There was a weird word that emerged from the Detroit Auto Show this week: "Innovation."
The roster of new American cars is packed with innovations this year, outshining the latest offers from Germany and Japan. Two cases in point: the Tesla Model X, which, though at prototype stage, would revolutionize the electric car market if it became popular, and the 2014 Corvette Stingray, which uses the latest in lightweight materials and has an expected fuel efficiency of more than 26 miles per gallon. Indeed, the entire show seemed to be a showcase for technological advancements that both reflects and advances the demand for more environmentally friend cars.
It also suggests that the money given to Detroit as part of the auto bailout — that's our money — was put to good use. American car companies are bringing innovations in battery life (a priority, you'll recall, of the first Obama stimulus), design, and reliability. There will be plenty of debate about the cars themselves, but the industry clearly did not simply take the government's money and sit on it.
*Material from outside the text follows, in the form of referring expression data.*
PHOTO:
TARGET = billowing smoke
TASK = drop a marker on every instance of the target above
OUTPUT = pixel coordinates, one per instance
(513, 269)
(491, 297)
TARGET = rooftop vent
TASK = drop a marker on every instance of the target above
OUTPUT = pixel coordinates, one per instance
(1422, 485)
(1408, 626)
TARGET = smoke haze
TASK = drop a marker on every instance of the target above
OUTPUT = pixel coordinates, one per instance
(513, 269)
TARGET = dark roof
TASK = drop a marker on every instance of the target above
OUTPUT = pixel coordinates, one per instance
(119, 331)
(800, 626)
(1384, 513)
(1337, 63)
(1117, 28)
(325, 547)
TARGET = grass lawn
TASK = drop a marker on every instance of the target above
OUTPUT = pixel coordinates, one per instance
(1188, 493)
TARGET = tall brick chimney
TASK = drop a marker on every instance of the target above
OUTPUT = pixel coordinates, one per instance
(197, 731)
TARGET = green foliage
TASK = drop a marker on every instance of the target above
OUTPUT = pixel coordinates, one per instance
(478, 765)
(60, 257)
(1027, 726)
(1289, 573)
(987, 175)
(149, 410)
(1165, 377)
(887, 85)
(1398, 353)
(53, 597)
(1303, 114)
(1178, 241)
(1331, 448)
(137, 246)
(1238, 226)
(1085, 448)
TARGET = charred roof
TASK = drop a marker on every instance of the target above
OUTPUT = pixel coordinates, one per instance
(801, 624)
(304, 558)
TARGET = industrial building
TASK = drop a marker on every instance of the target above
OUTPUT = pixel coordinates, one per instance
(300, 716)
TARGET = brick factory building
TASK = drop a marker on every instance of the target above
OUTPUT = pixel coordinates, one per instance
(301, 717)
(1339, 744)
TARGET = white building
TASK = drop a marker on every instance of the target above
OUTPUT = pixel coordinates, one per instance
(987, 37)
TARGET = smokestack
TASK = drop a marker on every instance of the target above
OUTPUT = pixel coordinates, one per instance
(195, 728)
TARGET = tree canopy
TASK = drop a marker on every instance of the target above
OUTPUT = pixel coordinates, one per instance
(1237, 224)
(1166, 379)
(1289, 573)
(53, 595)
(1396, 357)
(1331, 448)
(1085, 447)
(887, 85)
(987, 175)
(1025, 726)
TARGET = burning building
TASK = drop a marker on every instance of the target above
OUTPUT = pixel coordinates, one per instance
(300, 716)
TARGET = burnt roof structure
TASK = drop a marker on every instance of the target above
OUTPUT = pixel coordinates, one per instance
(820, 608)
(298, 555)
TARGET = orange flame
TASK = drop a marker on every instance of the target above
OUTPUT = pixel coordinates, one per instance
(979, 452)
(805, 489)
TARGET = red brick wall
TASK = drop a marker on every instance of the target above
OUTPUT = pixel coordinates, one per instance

More examples: The significant advances in the efficiency of the engine of the Ford F-150 "Atlas" concept, as well as a new lighter-weight design; the F-150 is the country's best-selling auto right now. And Cadillac's special play for rich folks with California consciences: Their new ELR, a luxury hybrid.
Note: By 2025, car companies' fleets have to average more than 54 miles per gallon, so there's a way to go. But the American auto industry, using some of our money, is making significant strides in that direction.